Department of Internal Medicine II, University of Yamanashi, Chuo, Japan.
Int J Cardiol. 2013 Jul 31;167(2):555-60. doi: 10.1016/j.ijcard.2012.01.064. Epub 2012 Feb 11.
Single assessment of either flow-mediated vasodilatation of the brachial artery (FMD) or carotid plaque echolucency provides prognostic information for both cerebrovascular and coronary events.
This study tested the hypothesis that combined assessment using carotid plaque echolucency and FMD may have an additive effect when predicting cardiovascular events in patients with coronary artery disease (CAD).
Ultrasound assessment of carotid plaque echolucency with integrated backscatter (IBS) analysis (calibrated IBS=intima-media IBS value-adventitia IBS) and FMD was performed in 547 consecutive patients with CAD. All the study patients were followed up prospectively for a period of ≤ 60 months until the occurrence of one of the following cardiovascular events: cardiac death, non-fatal myocardial infarction, unstable angina requiring coronary revascularization, or ischemic stroke.
During a mean follow-up period of 52 ± 10 months, 69 cardiovascular events occurred. A multivariate Cox proportional hazard model after 1000 bootstrapped resampling demonstrated that calibrated IBS and FMD were significant, independent predictors of future cardiovascular events after adjustment for known risk factors (calibrated IBS, HR 0.88, 95% CI 0.83-0.93; FMD, HR 0.76, 95% CI 0.68-0.85). The c-statistics, net reclassification improvement (NRI), and integrated discrimination improvement (IDI) analyses showed that the combination of calibrated IBS and FMD values had a greater incremental effect on the predictive value of known risk factors for cardiovascular events.

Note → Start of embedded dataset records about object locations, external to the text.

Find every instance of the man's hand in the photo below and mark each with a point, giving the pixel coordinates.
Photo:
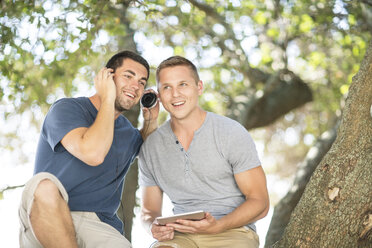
(208, 225)
(150, 117)
(105, 85)
(162, 233)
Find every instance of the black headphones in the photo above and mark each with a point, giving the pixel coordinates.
(148, 100)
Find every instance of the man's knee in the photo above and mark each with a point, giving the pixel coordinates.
(47, 193)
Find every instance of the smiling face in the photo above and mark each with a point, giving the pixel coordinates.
(130, 80)
(179, 92)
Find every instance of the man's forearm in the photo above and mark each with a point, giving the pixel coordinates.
(250, 211)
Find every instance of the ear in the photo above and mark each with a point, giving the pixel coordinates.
(200, 87)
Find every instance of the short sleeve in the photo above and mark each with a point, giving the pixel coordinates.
(145, 178)
(240, 149)
(64, 116)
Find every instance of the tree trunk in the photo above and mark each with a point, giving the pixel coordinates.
(128, 200)
(284, 208)
(336, 207)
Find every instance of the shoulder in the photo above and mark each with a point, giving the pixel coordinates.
(68, 103)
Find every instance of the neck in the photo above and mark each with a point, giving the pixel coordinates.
(96, 101)
(189, 124)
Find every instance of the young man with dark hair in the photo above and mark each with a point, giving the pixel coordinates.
(85, 149)
(202, 161)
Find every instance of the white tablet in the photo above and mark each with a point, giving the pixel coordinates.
(197, 215)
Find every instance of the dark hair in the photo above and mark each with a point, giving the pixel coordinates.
(117, 60)
(176, 61)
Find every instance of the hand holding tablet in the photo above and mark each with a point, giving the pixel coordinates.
(197, 215)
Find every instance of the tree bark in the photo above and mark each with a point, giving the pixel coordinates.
(128, 200)
(336, 207)
(284, 208)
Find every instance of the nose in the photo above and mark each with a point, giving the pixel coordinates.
(135, 84)
(175, 92)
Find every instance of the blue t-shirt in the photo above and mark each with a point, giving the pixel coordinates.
(90, 188)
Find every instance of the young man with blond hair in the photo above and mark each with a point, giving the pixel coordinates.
(202, 161)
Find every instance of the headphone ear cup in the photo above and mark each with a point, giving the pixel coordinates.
(148, 100)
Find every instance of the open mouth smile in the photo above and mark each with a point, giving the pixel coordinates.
(176, 104)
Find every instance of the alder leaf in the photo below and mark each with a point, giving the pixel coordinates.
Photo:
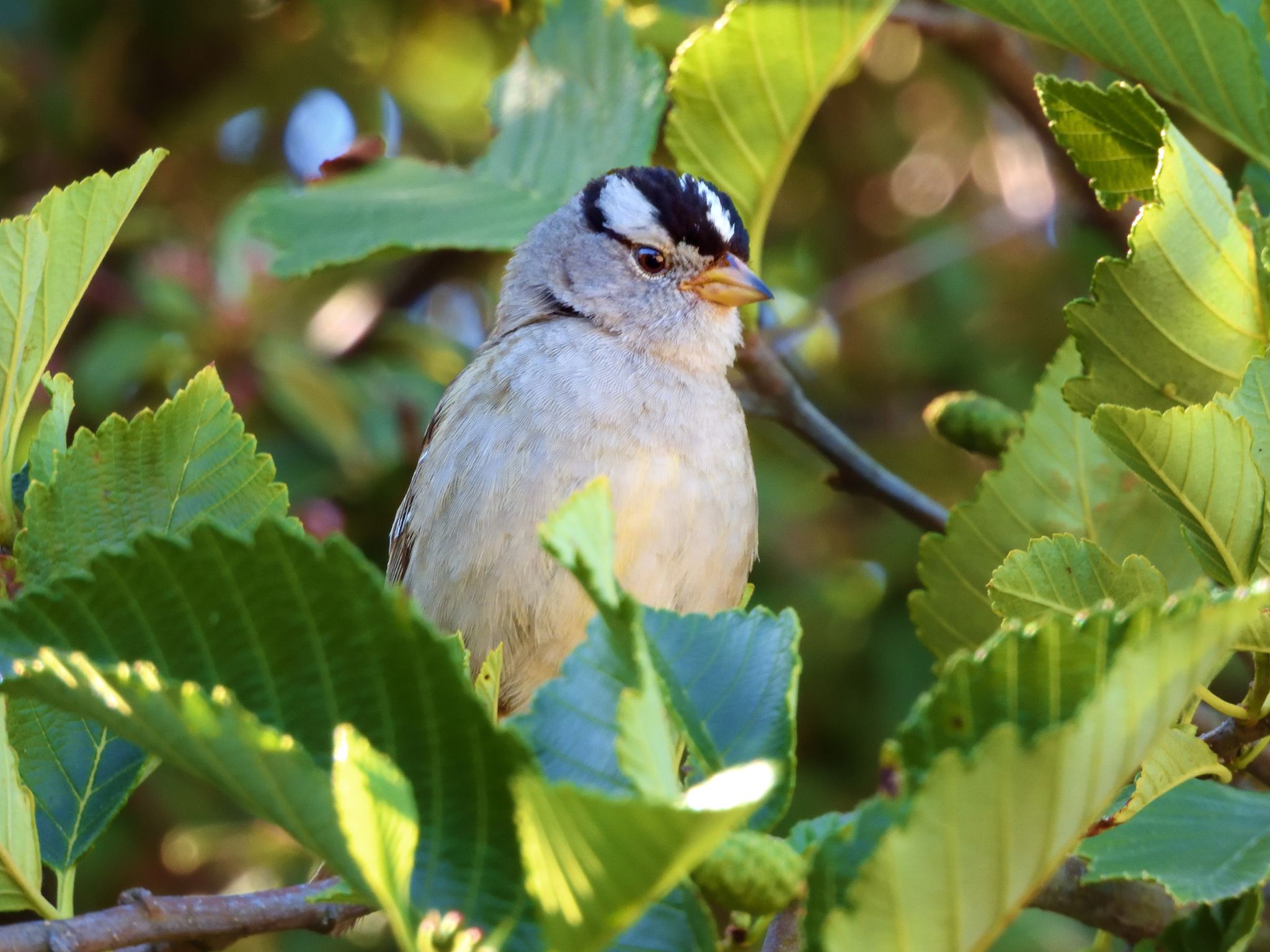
(745, 89)
(1199, 461)
(1180, 756)
(1055, 478)
(235, 656)
(1178, 320)
(1206, 55)
(1070, 575)
(1006, 762)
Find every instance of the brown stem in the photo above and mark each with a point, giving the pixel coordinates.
(146, 923)
(1129, 909)
(776, 395)
(1001, 58)
(1231, 734)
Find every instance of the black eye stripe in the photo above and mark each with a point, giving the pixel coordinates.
(681, 208)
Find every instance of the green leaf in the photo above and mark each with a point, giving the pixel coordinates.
(61, 244)
(1113, 136)
(235, 658)
(488, 679)
(569, 838)
(730, 679)
(745, 90)
(579, 535)
(166, 471)
(51, 436)
(1202, 842)
(81, 776)
(1057, 478)
(1070, 575)
(1204, 55)
(973, 421)
(23, 253)
(578, 102)
(1003, 765)
(1178, 320)
(1225, 927)
(378, 815)
(1251, 403)
(681, 922)
(809, 834)
(1180, 756)
(19, 848)
(1199, 460)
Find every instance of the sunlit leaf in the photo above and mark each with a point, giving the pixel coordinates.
(1005, 764)
(235, 658)
(1180, 756)
(1113, 136)
(1206, 55)
(167, 471)
(51, 436)
(569, 835)
(46, 263)
(19, 848)
(1057, 478)
(1203, 842)
(745, 90)
(1178, 320)
(376, 811)
(579, 100)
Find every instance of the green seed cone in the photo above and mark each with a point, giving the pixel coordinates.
(973, 421)
(752, 873)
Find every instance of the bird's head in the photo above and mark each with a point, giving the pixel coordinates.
(653, 257)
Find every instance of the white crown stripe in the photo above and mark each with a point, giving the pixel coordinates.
(626, 209)
(718, 216)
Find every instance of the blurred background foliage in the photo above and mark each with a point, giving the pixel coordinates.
(923, 242)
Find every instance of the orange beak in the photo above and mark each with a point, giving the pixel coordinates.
(730, 282)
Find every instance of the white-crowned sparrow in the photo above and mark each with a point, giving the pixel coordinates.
(616, 327)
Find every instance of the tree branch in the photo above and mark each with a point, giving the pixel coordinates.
(146, 923)
(1001, 58)
(776, 395)
(1127, 908)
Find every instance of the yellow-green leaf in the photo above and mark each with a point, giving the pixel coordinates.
(1178, 320)
(1057, 478)
(1070, 575)
(1178, 757)
(745, 90)
(595, 862)
(376, 810)
(19, 847)
(1199, 460)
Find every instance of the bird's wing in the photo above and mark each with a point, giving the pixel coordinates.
(402, 535)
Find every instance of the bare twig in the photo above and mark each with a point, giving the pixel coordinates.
(778, 395)
(1001, 58)
(146, 923)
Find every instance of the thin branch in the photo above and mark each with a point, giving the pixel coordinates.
(151, 923)
(1001, 58)
(776, 395)
(1127, 908)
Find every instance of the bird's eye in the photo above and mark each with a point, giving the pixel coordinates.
(652, 260)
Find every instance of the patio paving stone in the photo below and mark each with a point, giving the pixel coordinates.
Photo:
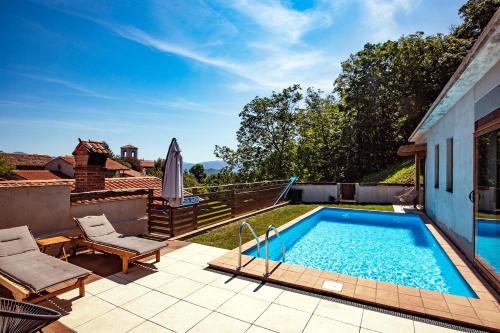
(180, 287)
(149, 327)
(210, 297)
(231, 283)
(123, 294)
(283, 319)
(220, 323)
(380, 322)
(298, 301)
(243, 307)
(340, 312)
(84, 311)
(321, 324)
(150, 304)
(181, 316)
(117, 320)
(263, 292)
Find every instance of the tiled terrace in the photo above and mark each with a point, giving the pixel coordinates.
(483, 312)
(183, 295)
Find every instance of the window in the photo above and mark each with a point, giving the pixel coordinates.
(436, 166)
(449, 165)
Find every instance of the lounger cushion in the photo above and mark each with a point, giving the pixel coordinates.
(98, 229)
(95, 226)
(15, 241)
(130, 243)
(38, 271)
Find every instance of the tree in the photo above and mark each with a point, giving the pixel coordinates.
(6, 167)
(198, 171)
(266, 137)
(320, 146)
(475, 14)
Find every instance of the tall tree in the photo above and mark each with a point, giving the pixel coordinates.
(266, 137)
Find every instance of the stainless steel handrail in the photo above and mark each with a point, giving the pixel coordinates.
(246, 223)
(272, 227)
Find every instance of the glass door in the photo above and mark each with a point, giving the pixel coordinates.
(487, 202)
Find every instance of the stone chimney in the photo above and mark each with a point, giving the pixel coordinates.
(90, 165)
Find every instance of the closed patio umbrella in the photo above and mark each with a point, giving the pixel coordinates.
(173, 176)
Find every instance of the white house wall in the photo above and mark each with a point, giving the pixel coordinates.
(453, 211)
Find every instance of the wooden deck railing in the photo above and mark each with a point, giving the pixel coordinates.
(221, 203)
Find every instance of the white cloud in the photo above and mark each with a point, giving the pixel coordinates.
(284, 23)
(380, 17)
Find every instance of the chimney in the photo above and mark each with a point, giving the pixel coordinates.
(90, 165)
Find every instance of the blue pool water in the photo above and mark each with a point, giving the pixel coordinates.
(488, 242)
(389, 247)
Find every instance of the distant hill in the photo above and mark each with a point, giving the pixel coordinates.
(211, 167)
(399, 173)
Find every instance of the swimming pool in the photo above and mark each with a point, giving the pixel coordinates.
(389, 247)
(488, 241)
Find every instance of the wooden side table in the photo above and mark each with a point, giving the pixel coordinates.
(44, 243)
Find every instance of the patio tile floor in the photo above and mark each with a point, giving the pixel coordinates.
(218, 303)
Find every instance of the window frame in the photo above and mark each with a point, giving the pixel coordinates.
(436, 166)
(449, 165)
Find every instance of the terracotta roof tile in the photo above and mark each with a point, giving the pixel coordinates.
(37, 174)
(25, 183)
(110, 164)
(132, 173)
(147, 164)
(97, 147)
(28, 160)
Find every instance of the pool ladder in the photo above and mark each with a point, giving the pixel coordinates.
(271, 227)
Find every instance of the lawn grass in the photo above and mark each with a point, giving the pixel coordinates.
(226, 237)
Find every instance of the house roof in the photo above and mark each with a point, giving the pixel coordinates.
(132, 173)
(122, 183)
(110, 164)
(479, 60)
(147, 164)
(38, 174)
(28, 160)
(92, 146)
(26, 183)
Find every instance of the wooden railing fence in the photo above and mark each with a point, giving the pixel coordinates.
(220, 203)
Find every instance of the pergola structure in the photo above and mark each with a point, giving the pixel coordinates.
(419, 151)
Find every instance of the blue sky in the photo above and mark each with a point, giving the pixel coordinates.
(142, 72)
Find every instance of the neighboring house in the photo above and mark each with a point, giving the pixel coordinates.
(36, 175)
(28, 161)
(147, 166)
(458, 144)
(66, 165)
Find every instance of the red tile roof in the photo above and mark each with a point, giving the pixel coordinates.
(28, 160)
(37, 174)
(110, 164)
(132, 173)
(147, 164)
(24, 183)
(97, 147)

Combined assessment of brachial endothelial function and carotid plaque echolucency is an independent predictor of cardiovascular events and improves risk prediction when added to known risks.
肱动脉血流介导的舒张功能(FMD)或颈动脉斑块回声不稳定性的单一评估可提供脑血管和冠状动脉事件的预后信息。
本研究检验了以下假设,即颈动脉斑块回声不稳定性和 FMD 的联合评估在预测冠心病(CAD)患者的心血管事件时可能具有附加效应。
对 547 例连续 CAD 患者进行颈动脉斑块回声不稳定性的超声评估(使用背向散射积分(IBS)分析进行整合 IBS=内膜-中层 IBS 值-外膜 IBS)和 FMD。所有研究患者均前瞻性随访≤60 个月,直至发生以下心血管事件之一:心源性死亡、非致死性心肌梗死、需要冠状动脉血运重建的不稳定型心绞痛或缺血性卒中。
在平均 52±10 个月的随访期间,发生了 69 例心血管事件。在经过 1000 次 bootstrap 重采样的多变量 Cox 比例风险模型中,校正了已知危险因素后,校准 IBS 和 FMD 是未来心血管事件的显著独立预测因子(校准 IBS,HR 0.88,95%CI 0.83-0.93;FMD,HR 0.76,95%CI 0.68-0.85)。C 统计量、净重新分类改善(NRI)和综合鉴别改善(IDI)分析表明,校准 IBS 和 FMD 值的联合评估对心血管事件的已知危险因素预测值具有更大的增量效应。
肱动脉内皮功能和颈动脉斑块回声不稳定性的联合评估是心血管事件的独立预测因子,并在添加已知风险时提高了风险预测。